It's hard to say whether the Golden State Warriors should be thrilled or terrified to see the Dallas Mavericks come to town.
The 0-4 Warriors look to continue their dominance over the Mavericks (3-1) when the teams meet Thursday for the first time since Golden State's shocking first-round playoff upset last season.
Golden State is 9-2 in its last 11 games against the Mavs, taking five straight during the regular season and knocking off the 67-win Mavericks in six games in the opening playoff round.
The high-scoring Mavs, however, will have no lack of motivation as they arrive at Oracle Arena looking to exact some revenge.
"We all still have a bitter taste in our mouths," Dirk Nowitzki told the team's official Web site. "But we understand that whatever we do now it doesn't take back what happened in May."
Dallas lost all three games at Oakland in that series as it became the first top seed to fall in the first round since 1999.
The Mavs, though, have bounced back this season and seem to be finding their form. In home wins Saturday and Monday over Sacramento and Houston, Dallas averaged 115 points and showcased its depth.
Starting point guard Devin Harris was out against the Kings with a bruised left thigh, but Jose Juan Barea scored 25 points in his place.
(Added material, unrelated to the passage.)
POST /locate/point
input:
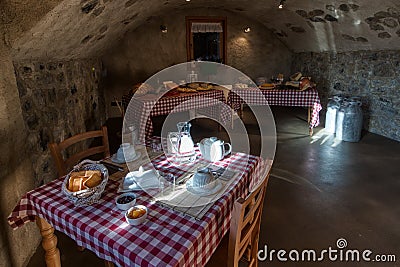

Top reserve Jason Terry, meanwhile, had 31 points against the Rockets.
"I'm very comfortable in this role,'' said Terry, who's started for most of his NBA career but came off the bench for the University of Arizona when the Wildcats won the national championship in 1997. "I'm going to go out there and give us what we need, a good punch off the bench every night.''
The Mavs are somewhat banged-up, but should get a boost from the return of Harris, who's expected to play Thursday. Star forward Josh Howard (24.0 points per game) is day-to-day after turning his ankle against Houston, and center Erick Dampier practiced for the first time Tuesday after offseason shoulder surgery.
Unmatched depth, however, has allowed the Mavs to easily overcome their injuries. Even with Nowitzki scoring less this season at 21.5 points a game, Dallas is getting plenty of scoring from Terry (22.8), Howard and Jerry Stackhouse (11.0), among others. The Mavericks are tied for the league lead with a 50.5 field-goal percentage.
"We're an awfully tough team to beat because this is not a one-man band with Dirk," Dallas coach Avery Johnson told the team's official Web site. "We have a team."
That could be bad news for Golden State, which is allowing 119.5 points per game - most in the league and seven more than the next-worst average. The Warriors held the Mavs to less than 100 points in all four playoff wins last season.
For Golden State, Tuesday's 108-104 home loss to Cleveland actually represented a defensive improvement.
"I felt we were playing good basketball, and at one point we had the game under control,'' point guard Baron Davis said. "Then we had a couple of bad breaks defensively. It's a tough loss, but it was a great NBA game. We're young, and we keep trying to figure it out.''
Having traded away Jason Richardson and playing without Stephen Jackson for the first seven games (disciplinary suspension), the Warriors' starting lineup will look a bit different than the last time the Mavs saw it.
Mickael Pietrus and Kelenna Azubuike, neither of whom started during the 2006-07 playoffs, have started all four games this season for Golden State.